Yapay zekanın (YZ) potansiyelinden yararlanmak için, çalışanların ve yöneticilerin YZ sistemlerinin işyerine nasıl entegre edilebileceği konusunda farkındalık geliştirmeleri ve YZ ile birlikte çalışma becerileri geliştirmeleri gerekecektir. Ayrıca şirketler, YZ uzmanlarının YZ sistemlerini geliştirirken ve benimserken aldıkları kararlara etik hususların dahil edilmesini sağlamalıdır.

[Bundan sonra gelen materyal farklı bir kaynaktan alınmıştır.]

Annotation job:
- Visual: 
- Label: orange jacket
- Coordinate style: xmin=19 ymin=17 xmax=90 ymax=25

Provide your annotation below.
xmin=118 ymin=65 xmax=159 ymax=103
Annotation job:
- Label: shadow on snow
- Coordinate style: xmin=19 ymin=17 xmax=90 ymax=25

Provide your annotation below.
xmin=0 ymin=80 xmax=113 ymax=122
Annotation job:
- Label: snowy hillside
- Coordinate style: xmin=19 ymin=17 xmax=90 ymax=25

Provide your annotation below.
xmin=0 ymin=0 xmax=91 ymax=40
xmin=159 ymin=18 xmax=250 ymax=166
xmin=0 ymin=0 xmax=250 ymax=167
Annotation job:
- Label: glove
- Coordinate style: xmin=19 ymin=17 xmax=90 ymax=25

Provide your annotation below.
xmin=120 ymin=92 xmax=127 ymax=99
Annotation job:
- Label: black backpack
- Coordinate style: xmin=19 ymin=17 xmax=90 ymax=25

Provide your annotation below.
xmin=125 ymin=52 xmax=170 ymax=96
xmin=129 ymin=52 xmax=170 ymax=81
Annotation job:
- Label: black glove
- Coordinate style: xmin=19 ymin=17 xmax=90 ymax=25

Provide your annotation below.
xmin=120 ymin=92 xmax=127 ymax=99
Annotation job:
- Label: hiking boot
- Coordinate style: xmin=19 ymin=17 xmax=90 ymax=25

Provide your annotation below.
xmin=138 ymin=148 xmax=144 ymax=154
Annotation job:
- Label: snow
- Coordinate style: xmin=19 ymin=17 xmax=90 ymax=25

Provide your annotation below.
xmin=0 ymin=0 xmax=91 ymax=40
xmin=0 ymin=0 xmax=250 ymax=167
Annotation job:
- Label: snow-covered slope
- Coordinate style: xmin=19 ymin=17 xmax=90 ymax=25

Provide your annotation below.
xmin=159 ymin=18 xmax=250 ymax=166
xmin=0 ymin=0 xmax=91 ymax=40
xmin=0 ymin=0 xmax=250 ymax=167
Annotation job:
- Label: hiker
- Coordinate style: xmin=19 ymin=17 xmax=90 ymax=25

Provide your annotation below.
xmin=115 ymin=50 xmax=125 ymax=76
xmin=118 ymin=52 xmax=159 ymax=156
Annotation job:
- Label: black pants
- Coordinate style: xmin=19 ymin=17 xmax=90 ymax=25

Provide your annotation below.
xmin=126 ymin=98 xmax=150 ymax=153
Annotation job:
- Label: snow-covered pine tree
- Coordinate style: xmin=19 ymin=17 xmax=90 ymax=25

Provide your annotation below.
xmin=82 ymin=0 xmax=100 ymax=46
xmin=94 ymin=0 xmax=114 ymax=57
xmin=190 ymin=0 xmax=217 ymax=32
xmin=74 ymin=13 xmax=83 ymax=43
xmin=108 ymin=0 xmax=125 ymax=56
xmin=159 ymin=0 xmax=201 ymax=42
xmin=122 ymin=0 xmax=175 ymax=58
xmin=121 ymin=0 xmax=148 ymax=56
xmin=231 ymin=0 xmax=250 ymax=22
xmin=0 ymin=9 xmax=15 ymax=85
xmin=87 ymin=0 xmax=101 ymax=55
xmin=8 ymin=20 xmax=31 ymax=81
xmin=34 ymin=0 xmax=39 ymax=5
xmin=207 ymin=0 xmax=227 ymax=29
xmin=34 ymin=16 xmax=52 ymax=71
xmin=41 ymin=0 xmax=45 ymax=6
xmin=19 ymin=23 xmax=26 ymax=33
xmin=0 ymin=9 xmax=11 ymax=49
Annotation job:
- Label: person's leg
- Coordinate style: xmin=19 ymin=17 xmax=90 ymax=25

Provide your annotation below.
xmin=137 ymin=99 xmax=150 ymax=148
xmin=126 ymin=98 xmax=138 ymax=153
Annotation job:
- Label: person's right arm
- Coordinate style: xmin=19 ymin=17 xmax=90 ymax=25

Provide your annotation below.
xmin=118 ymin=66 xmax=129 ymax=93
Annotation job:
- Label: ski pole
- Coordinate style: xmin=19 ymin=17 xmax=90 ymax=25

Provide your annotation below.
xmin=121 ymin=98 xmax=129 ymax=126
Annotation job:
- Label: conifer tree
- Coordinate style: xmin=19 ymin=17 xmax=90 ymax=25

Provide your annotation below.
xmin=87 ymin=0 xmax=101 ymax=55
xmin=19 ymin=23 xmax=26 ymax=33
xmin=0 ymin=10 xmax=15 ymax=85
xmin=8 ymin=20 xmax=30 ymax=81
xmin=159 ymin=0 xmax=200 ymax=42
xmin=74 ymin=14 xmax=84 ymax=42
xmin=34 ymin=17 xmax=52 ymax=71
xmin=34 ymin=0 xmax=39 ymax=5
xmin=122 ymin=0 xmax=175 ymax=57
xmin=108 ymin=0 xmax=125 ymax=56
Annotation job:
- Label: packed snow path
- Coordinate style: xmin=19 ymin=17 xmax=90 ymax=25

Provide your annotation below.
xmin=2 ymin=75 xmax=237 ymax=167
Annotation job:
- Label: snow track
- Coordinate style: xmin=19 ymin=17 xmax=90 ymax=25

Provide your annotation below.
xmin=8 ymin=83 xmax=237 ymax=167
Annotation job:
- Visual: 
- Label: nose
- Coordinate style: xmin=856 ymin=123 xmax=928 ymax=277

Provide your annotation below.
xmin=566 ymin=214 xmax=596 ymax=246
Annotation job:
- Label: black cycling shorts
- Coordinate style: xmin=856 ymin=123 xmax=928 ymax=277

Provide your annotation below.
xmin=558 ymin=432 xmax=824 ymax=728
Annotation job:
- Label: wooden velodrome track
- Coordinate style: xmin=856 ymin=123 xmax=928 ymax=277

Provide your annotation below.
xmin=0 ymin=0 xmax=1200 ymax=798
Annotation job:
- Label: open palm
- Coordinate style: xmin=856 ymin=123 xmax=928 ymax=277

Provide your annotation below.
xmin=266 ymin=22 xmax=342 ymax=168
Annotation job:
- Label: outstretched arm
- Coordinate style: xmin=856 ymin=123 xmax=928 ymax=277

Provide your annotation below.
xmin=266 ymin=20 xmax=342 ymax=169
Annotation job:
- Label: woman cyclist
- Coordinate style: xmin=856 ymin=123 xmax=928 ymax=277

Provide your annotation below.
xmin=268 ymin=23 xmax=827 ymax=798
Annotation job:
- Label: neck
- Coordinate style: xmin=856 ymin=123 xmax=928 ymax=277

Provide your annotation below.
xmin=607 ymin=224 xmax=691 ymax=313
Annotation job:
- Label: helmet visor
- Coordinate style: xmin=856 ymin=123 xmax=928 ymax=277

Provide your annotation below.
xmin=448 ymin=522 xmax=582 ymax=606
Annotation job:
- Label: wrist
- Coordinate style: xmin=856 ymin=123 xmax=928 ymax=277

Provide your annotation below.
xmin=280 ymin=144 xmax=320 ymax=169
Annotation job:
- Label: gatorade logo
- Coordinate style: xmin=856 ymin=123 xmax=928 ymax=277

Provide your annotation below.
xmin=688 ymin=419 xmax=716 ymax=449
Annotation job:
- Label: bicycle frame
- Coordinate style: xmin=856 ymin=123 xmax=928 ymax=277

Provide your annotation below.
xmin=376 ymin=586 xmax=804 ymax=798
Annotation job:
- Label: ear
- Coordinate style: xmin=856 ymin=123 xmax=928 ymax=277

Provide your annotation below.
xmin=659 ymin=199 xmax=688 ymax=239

Yapay zeka (AI) ve robotik, şu anda insanlar tarafından gerçekleştirilen çok çeşitli görevleri otomatikleştirerek işgücü piyasalarını derinden etkileme potansiyeline sahiptir. Birçok kişi otomasyonun insan işçilerin yerini alarak onların becerilerini geçersiz kılacağından korkuyor. Ancak daha yakından bakıldığında, makineler ve algoritmalar, yakın zamana kadar sadece insanların ayrıcalığı olan bilişsel olanlar da dahil olmak üzere birçok görevi yerine getirmede giderek daha yetkin hale gelirken, diğerlerinin yapabileceklerinin sınırlarının ötesinde kaldığını ortaya koymaktadır. Bir işi gerçekleştirmek çoğu zaman bireylerin, her biri bir beceride farklı düzeyde yeterlilik gerektiren ve otomasyona farklı şekilde maruz kalan çok sayıda görevi tamamlamasını gerektirir. İnsanların yapay zeka da dahil olmak üzere gelişmekte olan teknolojileri etkili bir şekilde entegre etmeleri için ilk adım, teknolojilerin üstün olduğu ve genellikle yapay zeka sistemlerini tamamlayıcı olarak gerçekleştirmeleri gereken görevleri belirlemektir.

İşyerinde yapay zekanın potansiyelini ortaya çıkarmak için bilişsel farkındalığın geliştirilmesi

Henüz erken olmasına rağmen, ampirik kanıtlar, üretken YZ sistemlerinin kullanımının çalışanların üretkenliğini büyük ölçüde artırabileceğini, ancak yalnızca YZ'nin teknolojinin yetenek sınırı içindeki görevleri tamamlamak için kullanıldığını göstermektedir. Üretken YZ ile önceki teknolojiler arasındaki temel fark, YZ'nin geleneksel olarak rutin olmayan görevleri otomatikleştirme kapasitesinde yatmaktadır. Sonuç olarak YZ, insanların bilgi işleme, problem çözme ve tümdengelimli muhakeme becerilerine dayanan alanlarda önemli adımlar atmıştır.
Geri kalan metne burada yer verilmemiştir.